Gipi è un fumettista. Quindi se fa un film, è per divertimento, letteralmente. Per volgere altrove il proprio sguardo, esplorare con un mezzo diverso il mondo, mantenendo intatto l’effetto straniante. Un film è per lui principalmente la bozza di una storia. E Il ragazzo più felice del mondo è la bozza dichiarata di un film, ovvero la genealogia e la provvisoria impresa di rappresentare una storia (vera). Lo spettatore, di fronte al film sul film che l’autore sta preparando, abbozza a sua volta. Questo sguardo incrociato tra due forme provvisorie di condivisione della medesima storia, dell’autore e dello spettatore, funge da trama.
Il ragazzo più felice del mondo è dunque il frutto di una negoziazione tra lo spettatore preso in contropiede da un umorismo misurato e infallibile e un autore autoironico che mette in scena e in campo la versione provvisoria del film da fare, ovvero il backstage che sostituisce la forma definitiva dell’opera, con le sue incombenze tecniche e i suoi imprevisti. Donde il ribaltamento dei ruoli, tra il fan ossessivo che da decenni scrive ai fumettisti fingendosi un adolescente (incarnando quindi la figura dello spettatore compulsivo e assente) e il regista-fumettista che ossessivamente vuole stanarlo, raccontare la storia di cui è diventato involontariamente protagonista.
Un film complesso, stratificato. Come si dice in questi casi: meta-filmico. Anche nel senso che è filmico solo a metà, essendo l’altra in pectore una sorta di fumetto prolungato, strutturato per vignette animate con attori/personaggi/autori nel ruolo di se stessi. Forse Gipi, interpretando in pratica lo stalker dello stalker, avrebbe potuto mescolare il disegno e l’immagine cinematografica, confondere il tutto, creare un risultato persino più caleidoscopico, ibrido. Ha scelto invece la modalità del film live action, sia pure di necessità in veste sperimentale e autoriflessiva. Ma ciò non toglie che è riuscito nell’impresa più difficile, di questi tempi. Far ridere, in continuazione. Tra tantissime commedie e film comici italiani asfittici e programmatici, avvinti nello stress di dover far ridere, Il ragazzo più felice del mondo ci riesce davvero, di continuo, senza sforzi. E in piena libertà.
In fondo non c’è cosa più patetica, pornografica, maniacale, a maggior ragione divertente, in tutti i sensi, che mettere in piedi un film, oggi in Italia. Che faccia addirittura ridere.

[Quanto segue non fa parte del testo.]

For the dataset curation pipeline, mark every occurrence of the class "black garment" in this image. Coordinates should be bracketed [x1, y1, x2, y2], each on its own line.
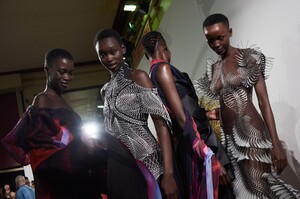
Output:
[151, 62, 235, 199]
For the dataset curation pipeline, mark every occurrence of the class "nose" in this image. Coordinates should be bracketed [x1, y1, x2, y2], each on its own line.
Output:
[63, 73, 72, 81]
[213, 40, 220, 48]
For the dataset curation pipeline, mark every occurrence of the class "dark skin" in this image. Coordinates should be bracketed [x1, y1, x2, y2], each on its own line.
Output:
[147, 35, 231, 185]
[95, 37, 178, 199]
[203, 23, 287, 174]
[32, 58, 74, 110]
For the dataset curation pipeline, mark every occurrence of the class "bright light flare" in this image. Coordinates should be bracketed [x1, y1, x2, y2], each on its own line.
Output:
[82, 122, 100, 138]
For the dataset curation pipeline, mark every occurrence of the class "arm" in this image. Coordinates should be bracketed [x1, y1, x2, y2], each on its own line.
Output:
[32, 93, 50, 108]
[131, 70, 177, 198]
[156, 63, 186, 129]
[255, 74, 287, 173]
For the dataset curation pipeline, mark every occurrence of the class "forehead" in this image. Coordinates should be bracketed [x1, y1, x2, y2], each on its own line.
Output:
[96, 37, 122, 51]
[203, 22, 229, 35]
[54, 58, 74, 70]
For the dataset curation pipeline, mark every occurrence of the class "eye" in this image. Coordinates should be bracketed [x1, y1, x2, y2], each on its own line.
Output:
[218, 36, 225, 41]
[110, 50, 117, 55]
[99, 53, 105, 59]
[57, 70, 65, 75]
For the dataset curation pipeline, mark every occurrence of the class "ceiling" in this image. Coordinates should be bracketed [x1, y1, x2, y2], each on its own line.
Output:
[0, 0, 123, 74]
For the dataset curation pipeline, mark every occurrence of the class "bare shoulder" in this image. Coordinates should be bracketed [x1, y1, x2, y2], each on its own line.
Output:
[131, 69, 153, 88]
[32, 92, 50, 108]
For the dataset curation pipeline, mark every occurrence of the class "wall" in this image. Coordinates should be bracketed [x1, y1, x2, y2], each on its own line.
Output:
[139, 0, 300, 189]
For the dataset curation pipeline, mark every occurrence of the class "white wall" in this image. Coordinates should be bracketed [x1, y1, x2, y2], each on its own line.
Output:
[139, 0, 300, 189]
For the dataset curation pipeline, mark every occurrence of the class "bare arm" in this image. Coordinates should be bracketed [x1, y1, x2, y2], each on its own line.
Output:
[255, 74, 287, 173]
[131, 70, 178, 198]
[156, 63, 186, 129]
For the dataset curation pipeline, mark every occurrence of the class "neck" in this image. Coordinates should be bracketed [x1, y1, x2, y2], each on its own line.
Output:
[44, 86, 62, 96]
[150, 58, 168, 66]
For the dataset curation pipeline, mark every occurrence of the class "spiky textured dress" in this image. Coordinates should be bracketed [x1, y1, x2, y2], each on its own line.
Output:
[197, 48, 300, 199]
[101, 64, 178, 199]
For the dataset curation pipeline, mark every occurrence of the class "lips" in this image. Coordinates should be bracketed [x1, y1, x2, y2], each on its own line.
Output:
[61, 82, 69, 88]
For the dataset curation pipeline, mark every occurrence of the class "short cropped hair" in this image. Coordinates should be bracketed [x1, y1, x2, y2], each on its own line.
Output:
[203, 13, 229, 28]
[44, 48, 74, 67]
[142, 31, 163, 56]
[94, 29, 123, 46]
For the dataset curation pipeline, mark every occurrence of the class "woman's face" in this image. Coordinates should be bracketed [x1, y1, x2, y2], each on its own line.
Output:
[45, 58, 74, 91]
[4, 184, 10, 191]
[95, 37, 126, 73]
[155, 38, 171, 62]
[203, 23, 232, 57]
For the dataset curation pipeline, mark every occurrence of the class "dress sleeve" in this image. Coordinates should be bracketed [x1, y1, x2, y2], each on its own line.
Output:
[2, 111, 30, 166]
[139, 88, 171, 126]
[237, 48, 274, 88]
[195, 59, 219, 100]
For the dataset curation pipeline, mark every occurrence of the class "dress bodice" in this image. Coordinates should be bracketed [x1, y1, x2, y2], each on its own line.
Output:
[101, 66, 170, 178]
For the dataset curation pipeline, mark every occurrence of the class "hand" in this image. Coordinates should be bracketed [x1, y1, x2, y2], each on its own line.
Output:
[220, 165, 231, 186]
[272, 144, 287, 174]
[161, 174, 179, 199]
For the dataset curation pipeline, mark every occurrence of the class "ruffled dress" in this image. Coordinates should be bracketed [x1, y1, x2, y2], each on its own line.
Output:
[197, 48, 300, 199]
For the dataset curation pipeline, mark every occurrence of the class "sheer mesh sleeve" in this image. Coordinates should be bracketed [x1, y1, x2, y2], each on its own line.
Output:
[237, 48, 274, 88]
[139, 88, 171, 126]
[195, 59, 219, 100]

C’è una persona che da più di vent’anni manda lettere a tutti gli autori di fumetti italiani spacciandosi per un ragazzino di quindici anni. Nelle lettere chiede sempre “uno schizzetto” in regalo. C’è un fumettista italiano, Gipi, che inizia a indagare su questa persona. Vuole girare un documentario, trovare questa persona, intervistare gli altri autori che hanno ricevuto la lettera. Per realizzarlo, recluta degli amici. Sono solo degli amici. Completamente incompetenti. Ma c’è una storia da raccontare e, per Gipi, raccontare storie è la cosa più importante che c’è. Ma questa è anche una storia non scritta, che si adatta alle scoperte del momento. Ma le cose non vanno mai come vorremmo. E durante la lavorazione del documentario tutto si trasforma, sfugge, scappa di mano. Ed è così che Gipi si troverà a dover riflettere sul senso stesso del “raccontare storie” e sulle scelte morali che stanno a monte di questo desiderio. Cercando “il ragazzo più felice del mondo”, in una ricerca maldestra e dai contorni comici e deliranti, Gipi troverà tutt’altro, e lo stesso documentario, alla fine, si trasformerà in un film.